The findings also underline the importance of embracing ambivalence and uncertainty in environmental learning. Young people navigate tensions between care and powerlessness and between personal responsibility and structural constraint, particularly in relation to corporate power and consumerism. Educational approaches that allow space for these tensions can foster critical awareness without individualised blame.

Finally, the study highlights the value of geo-social and place-based pedagogies that link learning to local contexts while recognising movement across rural and urban and online and offline spaces. Participatory tools such as mapping and co-created curricula can surface uneven experiences and amplify intersectional voices, supporting young people as interpreters and agents of more sustainable futures.
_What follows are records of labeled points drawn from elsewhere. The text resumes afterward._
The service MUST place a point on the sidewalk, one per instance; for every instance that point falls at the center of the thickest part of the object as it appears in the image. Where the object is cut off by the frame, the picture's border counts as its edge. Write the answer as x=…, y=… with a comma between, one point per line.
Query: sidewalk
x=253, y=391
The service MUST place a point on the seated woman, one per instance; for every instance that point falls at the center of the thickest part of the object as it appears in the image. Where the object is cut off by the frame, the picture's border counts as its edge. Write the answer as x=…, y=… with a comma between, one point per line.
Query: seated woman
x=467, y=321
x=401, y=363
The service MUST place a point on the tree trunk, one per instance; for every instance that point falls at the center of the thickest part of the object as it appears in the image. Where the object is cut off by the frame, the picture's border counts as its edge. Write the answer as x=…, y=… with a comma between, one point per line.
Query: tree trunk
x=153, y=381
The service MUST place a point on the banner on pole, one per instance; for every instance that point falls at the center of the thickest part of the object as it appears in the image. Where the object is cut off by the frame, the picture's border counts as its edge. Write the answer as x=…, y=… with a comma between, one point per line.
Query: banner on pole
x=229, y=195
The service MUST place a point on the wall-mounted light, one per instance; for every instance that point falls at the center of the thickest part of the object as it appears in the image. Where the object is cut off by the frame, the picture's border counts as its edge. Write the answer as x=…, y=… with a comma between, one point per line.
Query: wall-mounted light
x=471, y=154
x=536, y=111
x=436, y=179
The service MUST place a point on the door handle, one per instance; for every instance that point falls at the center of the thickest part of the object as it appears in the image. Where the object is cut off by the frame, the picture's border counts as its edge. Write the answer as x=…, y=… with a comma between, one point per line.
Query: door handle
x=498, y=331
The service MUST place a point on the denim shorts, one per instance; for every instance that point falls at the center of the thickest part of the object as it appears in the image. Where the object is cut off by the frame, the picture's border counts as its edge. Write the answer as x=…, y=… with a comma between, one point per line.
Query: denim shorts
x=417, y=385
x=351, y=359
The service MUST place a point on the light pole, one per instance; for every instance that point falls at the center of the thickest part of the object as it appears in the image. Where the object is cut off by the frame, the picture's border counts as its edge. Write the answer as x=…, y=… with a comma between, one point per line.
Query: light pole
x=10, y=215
Why Everyday Activism Matters?

Bulgarian youth’s stories remind us that climate politics does not unfold only in streets or online spaces, but also in kitchens, classrooms, villages, and everyday consumption choices. Positioned in between uncertainty and action, young people enact environmental citizenship through ordinary practices that gradually build eco-literacy. This is not apathy, but a quiet provocation for education: to take local, everyday forms of resistance seriously and to rethink how equity and sustainability are taught.

The Author:

Dr. Turkan Firinci Orman is an interdisciplinary senior researcher based in Tampere, Finland. Her work focuses on youth environmental citizenship, everyday activism, eco-literacy, and lived political agency across diverse sociopolitical contexts.